Le groupe BPCE n’avait encore jamais atteint de tels sommets. En 2025, la maison mère des réseaux Banque Populaire et Caisse d’Épargne affiche un bénéfice net record de 4,1 milliards d’euros, en hausse de 15 % sur un an. Une performance portée par l’ensemble de ses métiers, dans un contexte pourtant marqué par des dossiers stratégiques sensibles, entre acquisitions à l’étranger et alliances avortées.
L’exercice écoulé confirme la solidité du modèle du groupe mutualiste créé en 2009. Le produit net bancaire, équivalent du chiffre d’affaires pour le secteur, progresse de 10 % pour atteindre 25,7 milliards d’euros. La dynamique s’est même accélérée en fin d’année, avec un quatrième trimestre particulièrement porteur, au cours duquel le bénéfice net a bondi de 21 %, à 1,1 milliard d’euros.
Banque de proximité, assurance et crédits en forte accélération
Le cœur historique du groupe, la banque de proximité et l’assurance, tire largement la croissance. Ce pôle enregistre un produit net bancaire de 17,5 milliards d’euros, en hausse de 14 % sur un an. La progression est alimentée par une forte activité commerciale, tant sur le crédit que sur la collecte d’épargne, notamment en assurance-vie.
La production de crédits aux ménages et aux entreprises atteint 102 milliards d’euros sur l’année, soit une augmentation de 20 %. Résultat direct, le bénéfice avant impôt de cette division grimpe de 30 %, à près de 5 milliards d’euros. Dans le même temps, le groupe parvient à contenir ses coûts. Le coefficient d’exploitation recule de près de quatre points pour s’établir à 65,6 %, traduisant une amélioration nette de la rentabilité.
Cette performance ne fait toutefois pas disparaître les enjeux fiscaux. La surtaxe sur les grandes entreprises a pesé à hauteur de 180 millions d’euros en 2025, un montant appelé à augmenter en 2026. Une évolution sur laquelle la direction s’interroge ouvertement, tout en revendiquant son ancrage en France.
Natixis, international et ambitions maintenues malgré les revers
Les activités dites “globales”, regroupées autour de Natixis, poursuivent elles aussi leur progression.

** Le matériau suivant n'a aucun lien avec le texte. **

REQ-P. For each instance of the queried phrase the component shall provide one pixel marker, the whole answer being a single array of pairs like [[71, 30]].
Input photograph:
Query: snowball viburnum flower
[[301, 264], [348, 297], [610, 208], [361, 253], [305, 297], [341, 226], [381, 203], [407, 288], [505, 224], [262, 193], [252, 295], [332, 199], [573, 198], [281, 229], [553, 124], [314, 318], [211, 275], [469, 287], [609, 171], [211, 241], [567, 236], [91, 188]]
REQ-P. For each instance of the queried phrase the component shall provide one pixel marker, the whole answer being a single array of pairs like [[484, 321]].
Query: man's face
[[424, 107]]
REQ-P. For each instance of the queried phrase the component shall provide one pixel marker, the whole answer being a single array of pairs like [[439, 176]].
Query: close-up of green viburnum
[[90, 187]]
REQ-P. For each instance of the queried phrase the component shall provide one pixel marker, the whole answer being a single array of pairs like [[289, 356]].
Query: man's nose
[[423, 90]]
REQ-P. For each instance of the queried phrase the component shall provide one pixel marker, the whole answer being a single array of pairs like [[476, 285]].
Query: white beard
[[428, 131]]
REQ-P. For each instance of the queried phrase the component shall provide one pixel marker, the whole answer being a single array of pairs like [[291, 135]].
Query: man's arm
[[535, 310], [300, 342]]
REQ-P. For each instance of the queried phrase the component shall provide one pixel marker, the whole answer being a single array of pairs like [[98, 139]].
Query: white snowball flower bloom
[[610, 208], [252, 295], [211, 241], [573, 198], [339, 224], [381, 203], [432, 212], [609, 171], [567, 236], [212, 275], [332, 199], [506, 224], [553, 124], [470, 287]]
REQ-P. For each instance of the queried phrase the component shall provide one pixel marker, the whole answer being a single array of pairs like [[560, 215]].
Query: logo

La division Global Financial Services affiche un produit net bancaire de 8,36 milliards d’euros, en hausse de 5 %, et un bénéfice avant impôts de 2,21 milliards d’euros, en augmentation de 8 %. BPCE mise notamment sur le développement international de Natixis CIB, qui vient d’obtenir une licence bancaire au Japon, renforçant ainsi sa présence en Asie.

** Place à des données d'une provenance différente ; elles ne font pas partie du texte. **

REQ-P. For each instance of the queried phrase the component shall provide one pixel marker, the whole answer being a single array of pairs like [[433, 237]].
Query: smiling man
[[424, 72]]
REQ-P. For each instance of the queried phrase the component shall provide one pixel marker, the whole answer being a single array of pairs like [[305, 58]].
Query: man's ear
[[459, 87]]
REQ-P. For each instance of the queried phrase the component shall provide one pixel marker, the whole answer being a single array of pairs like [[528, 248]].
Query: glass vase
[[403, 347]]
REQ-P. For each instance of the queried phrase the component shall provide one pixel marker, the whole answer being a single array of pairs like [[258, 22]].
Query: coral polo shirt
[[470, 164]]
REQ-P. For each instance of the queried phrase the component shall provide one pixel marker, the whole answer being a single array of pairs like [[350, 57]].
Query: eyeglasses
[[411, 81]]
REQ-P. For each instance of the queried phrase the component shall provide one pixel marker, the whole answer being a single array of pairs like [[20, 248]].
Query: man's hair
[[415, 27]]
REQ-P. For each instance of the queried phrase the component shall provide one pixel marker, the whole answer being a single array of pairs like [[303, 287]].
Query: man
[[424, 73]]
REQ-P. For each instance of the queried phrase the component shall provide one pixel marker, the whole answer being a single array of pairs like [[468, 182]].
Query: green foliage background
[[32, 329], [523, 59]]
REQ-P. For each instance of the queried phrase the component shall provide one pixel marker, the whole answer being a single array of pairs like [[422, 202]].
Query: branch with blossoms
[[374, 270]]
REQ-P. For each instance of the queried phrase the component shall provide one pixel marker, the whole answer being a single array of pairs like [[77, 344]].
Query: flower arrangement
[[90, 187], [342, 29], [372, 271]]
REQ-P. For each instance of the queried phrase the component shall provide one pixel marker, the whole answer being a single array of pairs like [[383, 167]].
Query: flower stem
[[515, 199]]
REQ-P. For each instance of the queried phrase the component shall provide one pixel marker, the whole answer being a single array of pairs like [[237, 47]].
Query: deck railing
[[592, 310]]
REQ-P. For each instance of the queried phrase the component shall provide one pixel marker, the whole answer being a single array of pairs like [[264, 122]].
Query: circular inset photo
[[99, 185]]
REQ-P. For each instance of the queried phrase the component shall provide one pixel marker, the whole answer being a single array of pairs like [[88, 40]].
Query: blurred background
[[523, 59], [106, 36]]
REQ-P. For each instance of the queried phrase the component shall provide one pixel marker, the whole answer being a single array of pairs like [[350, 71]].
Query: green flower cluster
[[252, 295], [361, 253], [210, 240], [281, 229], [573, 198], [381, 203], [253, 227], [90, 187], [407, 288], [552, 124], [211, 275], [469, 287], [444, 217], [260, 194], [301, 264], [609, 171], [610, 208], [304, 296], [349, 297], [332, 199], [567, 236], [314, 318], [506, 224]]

L’échec du rapprochement entre Natixis Investment Managers et Generali, abandonné fin 2025, n’a pas freiné les ambitions du groupe dans la gestion d’actifs. BPCE poursuit sa stratégie de développement, notamment aux États-Unis, où Natixis IM bénéficie désormais d’un accord de distribution avec Edward Jones, l’un des principaux réseaux de conseil financier du pays.
Novobanco et l’Europe comme nouveaux relais
L’année 2025 a également été marquée par l’acquisition de la banque portugaise Novobanco. Son intégration opérationnelle est prévue au deuxième trimestre 2026. BPCE entend y déployer progressivement ses expertises, notamment en financement des entreprises, en crédit-bail et en affacturage.
En parallèle, le groupe renforce sa présence européenne dans le financement d’équipements via BPCE Equipment Solutions, entité issue de la reprise de la SGEF à la Société Générale. Autant de leviers qui traduisent une stratégie claire : consolider la base domestique tout en accélérant à l’international, avec l’objectif assumé de prolonger, au-delà de 2025, une trajectoire de croissance désormais historique.